What is Market Capitalization and its importance

Understanding Market Capitalization

In this article, you’re going to learn what is an index and what role does market capitalization play in buying or selling of stocks or in mutual funds. I’ve also added an example for you to understand what role does Market Capitalization play to decide whether a company is valuable or not.

So the Index is something using which the performance of the stock market is measured.

You might have heard people often say – 

“Mann! Did you check the market today? It is underperforming today.”

or something like “Hey! Today the market was up!”

The market has been down by 10% the previous week

The question is what do they mean by that, are they talking about a particular stock? If yes then how can they say that the market is underperforming? Shouldn’t it be “this stock is underperforming”?

Well this is where the concept of index kicks in.

The index tells you about the performance of the market. How? 

So instead of mapping the performance of a single stock, a group of stocks are selected using particular criteria. You can find more details on the eligibility criteria of these companies to get listed in a particular index by doing a simple search on the internet.

The index is updated with these stocks after a specific time period. So for example, the NIFTY index gets updated every 6 months.

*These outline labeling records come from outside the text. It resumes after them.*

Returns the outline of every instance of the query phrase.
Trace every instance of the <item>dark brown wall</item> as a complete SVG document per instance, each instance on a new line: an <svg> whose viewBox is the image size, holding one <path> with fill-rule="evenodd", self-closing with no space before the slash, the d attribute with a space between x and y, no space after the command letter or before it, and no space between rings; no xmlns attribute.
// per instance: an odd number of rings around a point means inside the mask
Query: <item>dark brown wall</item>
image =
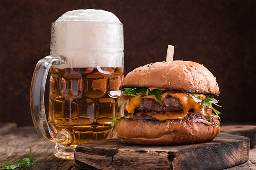
<svg viewBox="0 0 256 170"><path fill-rule="evenodd" d="M67 11L102 9L124 25L125 73L174 59L203 64L217 78L222 122L256 122L254 0L1 0L0 122L32 124L30 83L49 53L51 24Z"/></svg>

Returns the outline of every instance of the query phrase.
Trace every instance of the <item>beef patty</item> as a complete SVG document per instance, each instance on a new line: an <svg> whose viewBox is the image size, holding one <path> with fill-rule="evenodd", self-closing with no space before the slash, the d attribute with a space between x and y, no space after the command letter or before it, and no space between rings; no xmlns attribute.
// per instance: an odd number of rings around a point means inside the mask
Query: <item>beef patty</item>
<svg viewBox="0 0 256 170"><path fill-rule="evenodd" d="M152 117L151 115L147 115L145 114L142 114L140 116L138 116L136 113L134 113L133 115L133 118L135 119L150 119L153 120L156 120L155 118ZM205 120L209 122L212 123L215 125L218 125L218 122L217 119L212 116L207 117L199 113L188 113L184 118L184 120L198 120L202 119ZM200 121L200 120L197 121Z"/></svg>
<svg viewBox="0 0 256 170"><path fill-rule="evenodd" d="M179 99L168 95L162 102L159 103L154 99L143 98L141 104L135 108L136 112L163 112L180 111L184 108Z"/></svg>

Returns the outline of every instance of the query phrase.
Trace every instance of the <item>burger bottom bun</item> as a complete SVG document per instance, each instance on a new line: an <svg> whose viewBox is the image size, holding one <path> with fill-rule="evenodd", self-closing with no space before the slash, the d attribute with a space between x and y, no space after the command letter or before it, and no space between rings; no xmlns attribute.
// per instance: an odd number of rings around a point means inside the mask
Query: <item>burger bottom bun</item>
<svg viewBox="0 0 256 170"><path fill-rule="evenodd" d="M122 118L116 122L118 138L132 144L169 145L212 140L220 132L217 125L207 125L192 120L164 121Z"/></svg>

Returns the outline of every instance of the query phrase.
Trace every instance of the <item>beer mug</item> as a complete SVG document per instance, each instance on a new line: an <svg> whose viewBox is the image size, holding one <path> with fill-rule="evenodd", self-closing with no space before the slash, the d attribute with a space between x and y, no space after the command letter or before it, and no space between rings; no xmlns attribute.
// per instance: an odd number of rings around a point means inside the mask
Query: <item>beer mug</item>
<svg viewBox="0 0 256 170"><path fill-rule="evenodd" d="M115 137L111 125L123 78L123 25L102 10L69 11L52 24L50 55L37 64L31 90L38 132L56 143L54 155L74 159L78 145ZM44 90L49 72L47 119Z"/></svg>

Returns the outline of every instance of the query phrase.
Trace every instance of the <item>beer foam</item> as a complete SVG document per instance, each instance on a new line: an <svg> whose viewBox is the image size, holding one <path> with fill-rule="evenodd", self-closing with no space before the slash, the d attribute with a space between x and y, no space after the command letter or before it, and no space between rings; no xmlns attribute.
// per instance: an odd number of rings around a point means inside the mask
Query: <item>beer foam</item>
<svg viewBox="0 0 256 170"><path fill-rule="evenodd" d="M55 22L94 21L121 23L118 18L110 12L102 10L78 10L68 11Z"/></svg>
<svg viewBox="0 0 256 170"><path fill-rule="evenodd" d="M51 55L67 59L59 68L123 67L123 25L103 10L68 11L52 23Z"/></svg>

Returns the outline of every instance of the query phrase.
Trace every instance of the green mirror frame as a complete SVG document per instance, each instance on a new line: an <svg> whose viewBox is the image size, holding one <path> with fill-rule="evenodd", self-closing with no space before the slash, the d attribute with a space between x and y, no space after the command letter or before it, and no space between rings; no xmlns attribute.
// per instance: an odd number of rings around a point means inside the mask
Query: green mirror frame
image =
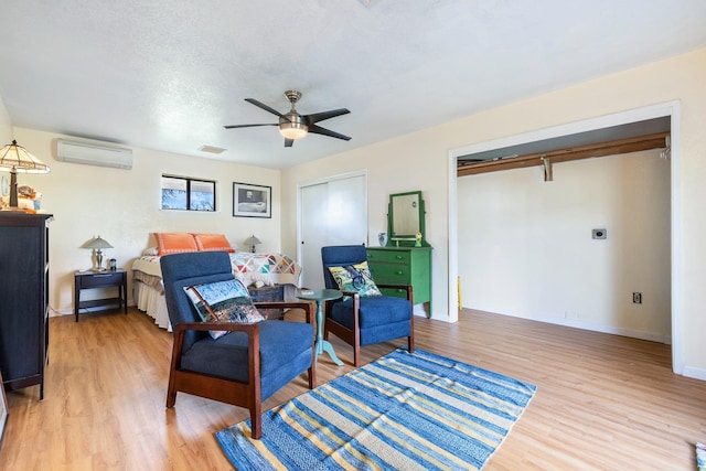
<svg viewBox="0 0 706 471"><path fill-rule="evenodd" d="M394 193L387 205L387 247L429 247L420 191Z"/></svg>

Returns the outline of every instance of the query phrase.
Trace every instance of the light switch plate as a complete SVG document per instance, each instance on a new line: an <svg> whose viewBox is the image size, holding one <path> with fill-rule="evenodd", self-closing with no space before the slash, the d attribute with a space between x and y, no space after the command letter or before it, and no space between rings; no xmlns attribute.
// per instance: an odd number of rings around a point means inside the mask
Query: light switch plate
<svg viewBox="0 0 706 471"><path fill-rule="evenodd" d="M608 231L606 231L606 229L593 229L592 231L592 236L593 236L593 238L607 238L608 237Z"/></svg>

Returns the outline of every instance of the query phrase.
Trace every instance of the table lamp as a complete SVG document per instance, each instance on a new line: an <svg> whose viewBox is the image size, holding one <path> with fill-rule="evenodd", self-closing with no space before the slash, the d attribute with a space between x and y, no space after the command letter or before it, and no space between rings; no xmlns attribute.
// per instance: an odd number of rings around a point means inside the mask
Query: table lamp
<svg viewBox="0 0 706 471"><path fill-rule="evenodd" d="M103 249L104 248L113 248L113 246L104 238L100 238L100 236L92 238L90 240L86 242L84 245L81 246L82 248L90 248L92 253L90 253L90 270L92 271L105 271L106 268L103 267ZM98 265L97 268L93 267L93 256L96 256L96 264Z"/></svg>
<svg viewBox="0 0 706 471"><path fill-rule="evenodd" d="M0 169L10 171L10 211L22 211L18 207L18 172L49 173L50 168L32 156L17 140L0 149Z"/></svg>
<svg viewBox="0 0 706 471"><path fill-rule="evenodd" d="M255 237L255 235L249 236L248 238L245 239L245 245L249 245L250 246L250 251L253 254L255 254L255 246L256 245L260 245L261 242L259 238Z"/></svg>

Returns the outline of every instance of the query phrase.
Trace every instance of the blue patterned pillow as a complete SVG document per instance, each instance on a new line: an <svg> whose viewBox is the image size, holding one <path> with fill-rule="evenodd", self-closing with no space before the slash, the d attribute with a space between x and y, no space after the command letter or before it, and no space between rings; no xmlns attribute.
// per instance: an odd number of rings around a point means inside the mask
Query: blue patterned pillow
<svg viewBox="0 0 706 471"><path fill-rule="evenodd" d="M361 297L383 295L373 281L367 261L344 267L329 267L329 271L341 291L355 291Z"/></svg>
<svg viewBox="0 0 706 471"><path fill-rule="evenodd" d="M240 280L188 286L184 291L204 322L249 324L265 320L253 306L250 295ZM225 334L225 331L211 331L214 339Z"/></svg>

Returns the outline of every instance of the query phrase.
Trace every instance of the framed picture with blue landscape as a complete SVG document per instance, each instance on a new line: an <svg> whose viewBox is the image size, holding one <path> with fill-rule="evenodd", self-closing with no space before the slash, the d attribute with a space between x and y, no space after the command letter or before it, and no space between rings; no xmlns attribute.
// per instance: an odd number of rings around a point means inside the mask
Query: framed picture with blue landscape
<svg viewBox="0 0 706 471"><path fill-rule="evenodd" d="M216 211L216 182L189 176L162 175L162 210Z"/></svg>
<svg viewBox="0 0 706 471"><path fill-rule="evenodd" d="M272 217L272 188L233 182L233 216Z"/></svg>

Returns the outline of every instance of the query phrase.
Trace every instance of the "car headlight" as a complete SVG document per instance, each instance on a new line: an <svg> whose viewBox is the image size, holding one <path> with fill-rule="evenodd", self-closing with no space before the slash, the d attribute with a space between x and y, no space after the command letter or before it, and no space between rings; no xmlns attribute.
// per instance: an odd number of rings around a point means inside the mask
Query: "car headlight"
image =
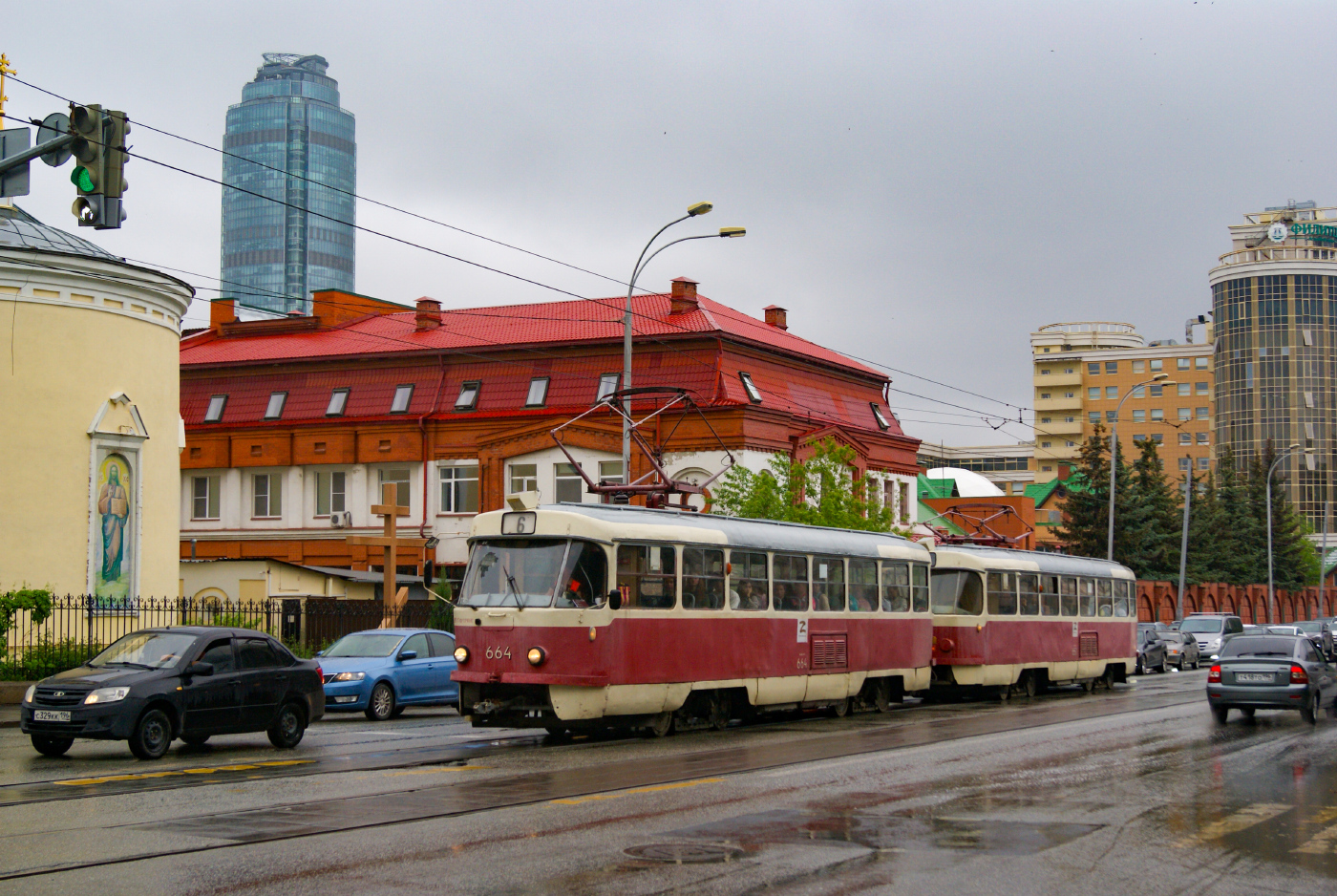
<svg viewBox="0 0 1337 896"><path fill-rule="evenodd" d="M99 687L84 697L84 703L115 703L116 701L126 699L128 693L128 687Z"/></svg>

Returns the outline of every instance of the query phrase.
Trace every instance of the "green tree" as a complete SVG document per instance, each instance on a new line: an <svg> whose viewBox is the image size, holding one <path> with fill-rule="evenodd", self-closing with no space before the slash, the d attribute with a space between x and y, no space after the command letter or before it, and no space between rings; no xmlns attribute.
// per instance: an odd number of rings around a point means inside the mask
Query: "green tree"
<svg viewBox="0 0 1337 896"><path fill-rule="evenodd" d="M711 512L808 526L888 532L894 508L884 506L872 476L857 476L854 449L832 439L808 460L775 453L766 469L735 464L711 497Z"/></svg>

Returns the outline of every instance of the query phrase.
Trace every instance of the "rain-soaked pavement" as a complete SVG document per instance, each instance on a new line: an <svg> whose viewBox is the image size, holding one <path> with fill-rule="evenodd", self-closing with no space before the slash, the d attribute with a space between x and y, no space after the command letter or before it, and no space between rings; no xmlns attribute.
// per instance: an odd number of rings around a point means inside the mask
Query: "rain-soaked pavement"
<svg viewBox="0 0 1337 896"><path fill-rule="evenodd" d="M1337 892L1337 722L1221 729L1203 678L663 741L338 719L160 766L4 732L0 893Z"/></svg>

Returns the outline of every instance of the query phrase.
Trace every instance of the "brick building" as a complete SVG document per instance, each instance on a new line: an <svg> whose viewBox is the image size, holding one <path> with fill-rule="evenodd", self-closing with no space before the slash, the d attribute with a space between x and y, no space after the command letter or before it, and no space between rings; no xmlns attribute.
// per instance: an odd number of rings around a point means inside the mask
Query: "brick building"
<svg viewBox="0 0 1337 896"><path fill-rule="evenodd" d="M443 564L464 562L471 518L508 493L599 500L550 431L618 388L623 304L441 310L322 292L310 316L266 321L215 304L211 326L180 346L182 556L374 568L345 538L373 531L386 483L412 508L404 534L440 539ZM790 333L781 308L757 320L686 278L638 297L634 321L632 385L687 389L709 421L663 420L671 475L721 469L715 433L753 469L832 437L913 512L919 440L886 407L885 374ZM564 441L594 477L622 481L618 417L592 415ZM634 453L632 477L648 469ZM420 563L421 551L397 559L404 572Z"/></svg>

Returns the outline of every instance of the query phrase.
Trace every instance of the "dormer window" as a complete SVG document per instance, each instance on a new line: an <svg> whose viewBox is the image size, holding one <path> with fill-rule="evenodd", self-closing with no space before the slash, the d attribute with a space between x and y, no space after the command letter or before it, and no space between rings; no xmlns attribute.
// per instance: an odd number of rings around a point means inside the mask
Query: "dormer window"
<svg viewBox="0 0 1337 896"><path fill-rule="evenodd" d="M344 408L348 407L348 389L334 389L330 392L330 404L325 408L326 417L342 417Z"/></svg>
<svg viewBox="0 0 1337 896"><path fill-rule="evenodd" d="M413 384L394 386L394 401L390 403L390 413L406 413L409 401L413 400Z"/></svg>
<svg viewBox="0 0 1337 896"><path fill-rule="evenodd" d="M479 380L472 380L469 382L460 384L460 395L455 400L456 411L472 411L479 404L479 389L483 382Z"/></svg>
<svg viewBox="0 0 1337 896"><path fill-rule="evenodd" d="M265 419L278 420L283 416L283 405L287 403L286 392L270 392L269 404L265 405Z"/></svg>
<svg viewBox="0 0 1337 896"><path fill-rule="evenodd" d="M738 378L743 382L743 390L747 393L747 400L753 404L761 404L761 389L757 384L751 381L751 373L738 372Z"/></svg>
<svg viewBox="0 0 1337 896"><path fill-rule="evenodd" d="M541 408L548 400L548 377L540 376L529 380L529 395L524 399L525 408Z"/></svg>
<svg viewBox="0 0 1337 896"><path fill-rule="evenodd" d="M226 395L215 395L209 400L209 411L205 412L205 423L218 423L223 419L223 408L227 407Z"/></svg>

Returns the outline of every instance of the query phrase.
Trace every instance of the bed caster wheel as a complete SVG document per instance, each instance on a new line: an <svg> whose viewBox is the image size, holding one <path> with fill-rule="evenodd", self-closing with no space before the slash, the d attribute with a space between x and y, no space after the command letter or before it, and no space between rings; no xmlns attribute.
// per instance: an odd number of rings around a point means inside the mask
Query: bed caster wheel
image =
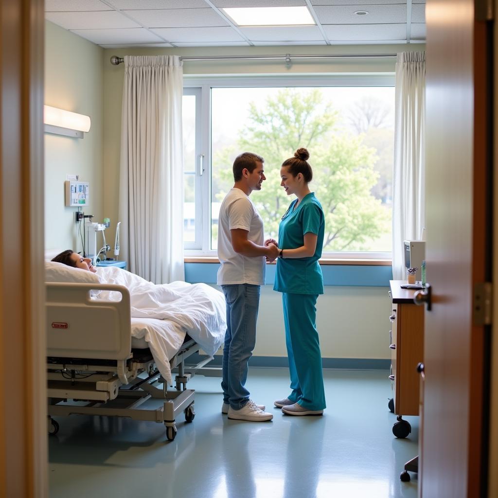
<svg viewBox="0 0 498 498"><path fill-rule="evenodd" d="M397 438L403 439L411 432L411 426L406 420L399 420L392 426L392 433Z"/></svg>
<svg viewBox="0 0 498 498"><path fill-rule="evenodd" d="M185 422L190 423L193 422L195 418L195 412L194 411L194 409L190 406L185 408Z"/></svg>
<svg viewBox="0 0 498 498"><path fill-rule="evenodd" d="M407 483L410 480L410 474L408 473L408 471L404 470L399 474L399 479L402 483Z"/></svg>
<svg viewBox="0 0 498 498"><path fill-rule="evenodd" d="M176 437L176 427L171 426L166 427L166 437L168 441L173 441Z"/></svg>
<svg viewBox="0 0 498 498"><path fill-rule="evenodd" d="M391 413L394 413L394 398L391 398L389 400L389 402L387 403L387 408L389 408L389 411Z"/></svg>
<svg viewBox="0 0 498 498"><path fill-rule="evenodd" d="M55 436L59 432L59 423L57 420L51 418L49 420L48 434L49 436Z"/></svg>

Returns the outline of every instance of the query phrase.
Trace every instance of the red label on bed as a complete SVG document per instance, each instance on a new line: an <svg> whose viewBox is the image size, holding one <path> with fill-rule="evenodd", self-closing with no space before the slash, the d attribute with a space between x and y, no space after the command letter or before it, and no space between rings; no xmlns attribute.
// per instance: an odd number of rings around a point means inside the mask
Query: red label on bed
<svg viewBox="0 0 498 498"><path fill-rule="evenodd" d="M65 322L52 322L52 328L53 329L69 329L69 324Z"/></svg>

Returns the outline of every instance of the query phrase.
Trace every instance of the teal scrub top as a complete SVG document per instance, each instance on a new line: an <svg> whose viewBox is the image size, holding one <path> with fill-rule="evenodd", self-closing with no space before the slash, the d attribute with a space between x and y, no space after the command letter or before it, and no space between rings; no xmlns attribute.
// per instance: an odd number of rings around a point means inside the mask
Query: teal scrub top
<svg viewBox="0 0 498 498"><path fill-rule="evenodd" d="M284 257L277 260L273 290L289 294L323 294L323 276L318 264L325 232L323 210L314 192L296 208L297 200L291 203L278 227L278 247L283 249ZM304 246L304 234L308 232L318 236L313 255L286 259L285 249Z"/></svg>

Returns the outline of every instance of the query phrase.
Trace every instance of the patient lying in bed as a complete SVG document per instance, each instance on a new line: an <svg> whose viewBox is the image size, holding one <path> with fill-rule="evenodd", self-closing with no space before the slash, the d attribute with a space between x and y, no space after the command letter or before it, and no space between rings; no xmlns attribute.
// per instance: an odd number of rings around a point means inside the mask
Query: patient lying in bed
<svg viewBox="0 0 498 498"><path fill-rule="evenodd" d="M133 318L153 318L172 322L210 356L223 342L227 330L225 298L221 292L206 284L178 281L156 285L116 266L95 268L91 260L70 249L58 254L52 261L90 271L91 280L96 283L125 287L130 294L132 321ZM81 274L79 270L73 273ZM84 272L85 275L88 274ZM121 299L121 293L114 291L102 290L95 296L99 300ZM152 345L149 346L152 350Z"/></svg>

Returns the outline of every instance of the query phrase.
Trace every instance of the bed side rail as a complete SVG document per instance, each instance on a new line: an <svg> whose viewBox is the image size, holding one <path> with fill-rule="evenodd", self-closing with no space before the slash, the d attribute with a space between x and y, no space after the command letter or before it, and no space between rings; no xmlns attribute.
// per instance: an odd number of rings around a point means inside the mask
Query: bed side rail
<svg viewBox="0 0 498 498"><path fill-rule="evenodd" d="M129 292L122 285L47 283L47 356L123 360L131 349ZM92 299L112 291L121 300Z"/></svg>

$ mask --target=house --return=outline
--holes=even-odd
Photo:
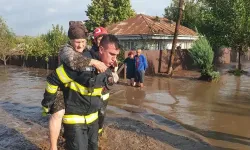
[[[112,24],[108,32],[118,37],[125,50],[171,50],[175,31],[175,22],[167,18],[138,14],[132,18]],[[198,38],[193,30],[180,26],[177,46],[191,48]]]

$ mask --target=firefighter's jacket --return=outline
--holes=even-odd
[[[85,52],[84,55],[94,58],[90,52]],[[77,72],[62,64],[47,77],[42,106],[50,108],[53,105],[57,88],[60,87],[64,95],[65,115],[96,113],[103,106],[103,89],[110,76],[109,69],[104,73],[97,73],[95,68],[86,67],[85,71]]]

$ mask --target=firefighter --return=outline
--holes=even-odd
[[[99,60],[107,67],[113,66],[119,51],[118,39],[104,35],[99,46]],[[84,52],[84,56],[98,59],[90,52]],[[98,73],[94,67],[73,71],[64,64],[47,77],[42,106],[49,112],[55,102],[57,88],[63,90],[66,149],[98,149],[98,110],[103,107],[105,99],[103,89],[110,89],[113,83],[110,69],[104,73]]]
[[[64,64],[76,71],[83,71],[87,66],[94,66],[99,72],[108,68],[103,62],[83,56],[86,49],[87,30],[81,22],[69,22],[69,42],[60,48],[58,60],[59,65]],[[80,41],[80,44],[77,44]],[[65,113],[64,100],[61,92],[58,92],[55,103],[50,109],[49,135],[50,150],[57,150],[57,140],[61,129],[62,118]]]

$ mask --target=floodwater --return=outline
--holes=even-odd
[[[0,66],[0,149],[38,149],[48,139],[48,118],[40,114],[47,73]],[[146,77],[142,90],[118,87],[108,113],[132,117],[213,147],[250,149],[249,76],[226,74],[217,83]]]

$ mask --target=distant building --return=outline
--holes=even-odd
[[[171,50],[175,22],[167,18],[138,14],[127,20],[107,27],[121,41],[125,50],[142,48],[144,50]],[[189,49],[198,38],[193,30],[180,26],[178,43],[181,49]]]

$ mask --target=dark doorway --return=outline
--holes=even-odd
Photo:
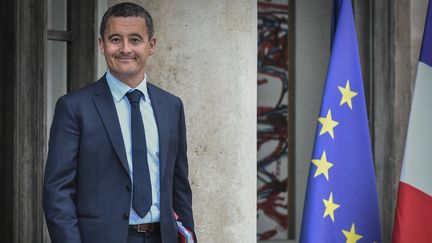
[[[67,46],[56,53],[68,60],[66,75],[53,80],[66,83],[64,93],[96,78],[97,2],[64,0],[63,32],[48,30],[53,2],[0,1],[0,242],[50,241],[41,206],[47,101],[57,98],[48,92],[48,41]]]

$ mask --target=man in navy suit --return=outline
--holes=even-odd
[[[57,101],[43,206],[54,243],[177,243],[194,232],[181,100],[145,73],[153,21],[139,5],[105,13],[108,71]]]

If all of the stocks in that criteria are performing well, then obviously the index would be in green, and you may hear the people say, that the market is up.

In India, we have two indexes. NIFTY and SENSEX. So Nifty is an index which contains stocks listed in NSE whereas SENSEX maps the performance of stocks listed in BSE.

Similarly, in the US we have NASDAQ, Dow jones, s&P 500 and so on.

So this was all about indexes. Let’s now talk about market capitalization.

You may have heard of these terms –

Large cap, mid cap and small cap.

What do they mean, and what is their importance?

Let’s first start by understanding what market capitalization is.

The market cap of a company is simply the number of outstanding shares multiplied by the share price.

An example can be – 

You might have seen that company X’s share price is greater than company Y’s share price. Does this mean the X is more valuable than Y. Not necessarily.

Why, the market capitalisation of Y might be more than X. 

Hence let’s say if x has 10 outstanding shares and the price of 1 share is rs 10.

The market cap is 10 * 10 = 100

Whereas company B has 100 outstanding shares, and the share price of 1 share is Rs 5.

Total market cap is 100 * 5 = 500

So you can clearly tell now, which company is more valuable. In the above case, company B is more valuable than A.

I hope this article brings you some clarity on what is an Index and what is Market Capitalization.